Indian enterprises to spend $22.88b on ICT in ’05

By : |December 6, 2004 0

BANGALORE: Enterprise spending on information communications and technology (ICT) in India is expected to grow at 16.6 percent to $22.88 billion as compared to Asia Pacific growth at 7.6 percent in 2005.

Informing this, Gartner India VP and research director Sujay Chohan added, “For vendors the stakes couldn’t be higher, especially local vendors, who have long ignored the local market, cannot afford to miss this transition. The future is very exciting and in just five years, the IT industry will have little resemblance to that of today, yielding extraordinary benefits with network security, convergence, IP telephony, software as services and instant messaging all maturing within 36 months”.

“Utility computing and wireless LANs will also become more established while we will begin to experience the value of RFID tags, grid computing, web conferencing and real-time infrastructure during the next three years,” he further added.

According to Gartner, in India, of the $22.88 billion spend in 2005 on enterprise ICT, $3.34 billion is the projected spend on hardware, an increase of 21.1 percent over 2004; $0.52 billion (16.4 percent increase) on software; $16.7 billion (15.5 percent increase) on telecom and $2.32 billion (18.3 percent increase) on IT services.

Gartner also predicted that India will remain the highest growth market for telecommunications with around 35 million new subscribers in 2005, an 18 percent increase from 2004, with the growth occurring in selected technologies mainly mobile.

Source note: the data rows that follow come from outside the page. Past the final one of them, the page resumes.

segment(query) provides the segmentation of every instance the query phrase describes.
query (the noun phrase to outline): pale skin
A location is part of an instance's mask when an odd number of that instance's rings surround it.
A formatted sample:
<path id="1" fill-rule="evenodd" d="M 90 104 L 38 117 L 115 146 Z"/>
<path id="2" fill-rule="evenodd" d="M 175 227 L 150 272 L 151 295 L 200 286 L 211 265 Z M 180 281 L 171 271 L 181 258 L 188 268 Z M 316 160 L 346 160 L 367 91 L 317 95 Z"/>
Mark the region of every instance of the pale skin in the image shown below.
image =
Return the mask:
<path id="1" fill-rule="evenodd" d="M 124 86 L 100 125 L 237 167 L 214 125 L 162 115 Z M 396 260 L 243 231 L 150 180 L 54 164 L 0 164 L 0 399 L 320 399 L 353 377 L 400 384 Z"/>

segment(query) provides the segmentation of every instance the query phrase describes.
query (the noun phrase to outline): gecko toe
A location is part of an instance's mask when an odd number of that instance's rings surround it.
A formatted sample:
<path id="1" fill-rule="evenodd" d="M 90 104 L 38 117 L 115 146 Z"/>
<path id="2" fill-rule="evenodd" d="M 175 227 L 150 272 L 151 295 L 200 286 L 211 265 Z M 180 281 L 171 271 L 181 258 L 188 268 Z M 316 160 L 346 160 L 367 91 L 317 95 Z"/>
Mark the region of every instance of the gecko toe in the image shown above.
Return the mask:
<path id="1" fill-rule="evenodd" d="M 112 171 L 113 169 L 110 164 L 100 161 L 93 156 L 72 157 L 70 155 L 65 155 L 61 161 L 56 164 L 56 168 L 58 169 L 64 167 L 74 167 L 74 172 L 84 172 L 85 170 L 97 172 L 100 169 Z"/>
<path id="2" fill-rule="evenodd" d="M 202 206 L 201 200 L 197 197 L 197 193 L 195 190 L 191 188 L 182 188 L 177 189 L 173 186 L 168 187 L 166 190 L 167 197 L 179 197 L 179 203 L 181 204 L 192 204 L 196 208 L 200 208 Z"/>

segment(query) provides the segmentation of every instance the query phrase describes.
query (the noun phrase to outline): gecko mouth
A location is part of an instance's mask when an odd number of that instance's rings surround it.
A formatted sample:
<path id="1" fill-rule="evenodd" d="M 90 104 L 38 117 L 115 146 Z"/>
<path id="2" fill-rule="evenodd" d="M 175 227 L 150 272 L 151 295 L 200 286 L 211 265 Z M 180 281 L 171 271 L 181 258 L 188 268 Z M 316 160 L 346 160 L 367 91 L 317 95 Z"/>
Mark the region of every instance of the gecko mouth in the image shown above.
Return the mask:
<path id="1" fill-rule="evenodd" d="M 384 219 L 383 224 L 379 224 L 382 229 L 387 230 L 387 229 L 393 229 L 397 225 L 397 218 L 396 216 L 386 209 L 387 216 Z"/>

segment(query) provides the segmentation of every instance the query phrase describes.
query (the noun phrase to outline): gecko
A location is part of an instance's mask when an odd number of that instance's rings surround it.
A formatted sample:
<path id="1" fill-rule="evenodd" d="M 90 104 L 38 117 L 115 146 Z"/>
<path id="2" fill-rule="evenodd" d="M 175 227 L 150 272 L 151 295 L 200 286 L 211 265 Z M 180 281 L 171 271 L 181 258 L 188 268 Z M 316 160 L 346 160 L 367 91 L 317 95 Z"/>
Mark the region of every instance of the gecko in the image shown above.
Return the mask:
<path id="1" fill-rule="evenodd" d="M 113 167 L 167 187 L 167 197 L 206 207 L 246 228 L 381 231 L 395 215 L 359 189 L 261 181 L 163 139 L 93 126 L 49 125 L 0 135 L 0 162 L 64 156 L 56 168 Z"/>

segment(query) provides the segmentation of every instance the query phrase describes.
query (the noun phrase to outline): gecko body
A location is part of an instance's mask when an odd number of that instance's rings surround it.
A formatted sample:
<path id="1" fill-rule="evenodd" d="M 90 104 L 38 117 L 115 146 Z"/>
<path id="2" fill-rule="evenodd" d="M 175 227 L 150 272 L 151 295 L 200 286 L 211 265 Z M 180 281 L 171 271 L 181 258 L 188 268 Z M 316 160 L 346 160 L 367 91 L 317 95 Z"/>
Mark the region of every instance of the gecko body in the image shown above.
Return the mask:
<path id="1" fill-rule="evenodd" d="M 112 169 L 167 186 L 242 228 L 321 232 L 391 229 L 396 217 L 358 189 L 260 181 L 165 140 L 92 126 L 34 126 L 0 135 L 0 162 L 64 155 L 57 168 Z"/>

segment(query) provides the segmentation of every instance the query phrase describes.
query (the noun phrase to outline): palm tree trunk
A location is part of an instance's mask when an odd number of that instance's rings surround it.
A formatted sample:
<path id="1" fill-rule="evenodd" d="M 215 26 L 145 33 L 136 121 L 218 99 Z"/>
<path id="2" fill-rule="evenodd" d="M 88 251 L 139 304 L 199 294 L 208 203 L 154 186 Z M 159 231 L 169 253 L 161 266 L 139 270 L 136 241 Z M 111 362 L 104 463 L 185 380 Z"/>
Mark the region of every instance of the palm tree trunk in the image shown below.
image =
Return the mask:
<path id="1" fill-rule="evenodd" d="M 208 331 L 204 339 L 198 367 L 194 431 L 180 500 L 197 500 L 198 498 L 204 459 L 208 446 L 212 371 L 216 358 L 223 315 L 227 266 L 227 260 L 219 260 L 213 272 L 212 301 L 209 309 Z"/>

This accounts for almost one fourth of the new subscribers forecasted in Asia Pacific.

Consumer segment is rapidly gaining importance, driven by adoption of mobile services. This is reflected in their increased contribution towards spending for telecommunication services, from 35 percent in 2002 to 43 percent in 2005. By 2008 the consumer segment will account for more than half of telecommunications spending.

According to Gartner, the hype of offshore IT services is real and reflects a dramatic uptake in global sourcing of these services. When compared with the total IT services market, less than three percent of spending ($606 billion) is attributable to sourced services in 2004. By 2007, the globally sourced component of IT services spending will be about $50 billion, or seven percent of the $728 billion total.

The growth in offshore BPO services outpaces the growth in global sourcing of IT services. Offshore component of global BPO services spend is expected to grow from $ three billion (2.4 percent of total market spend of $124 billion in 2004) to $24 billion (15 percent of the total market spend of $161 billion in 2007).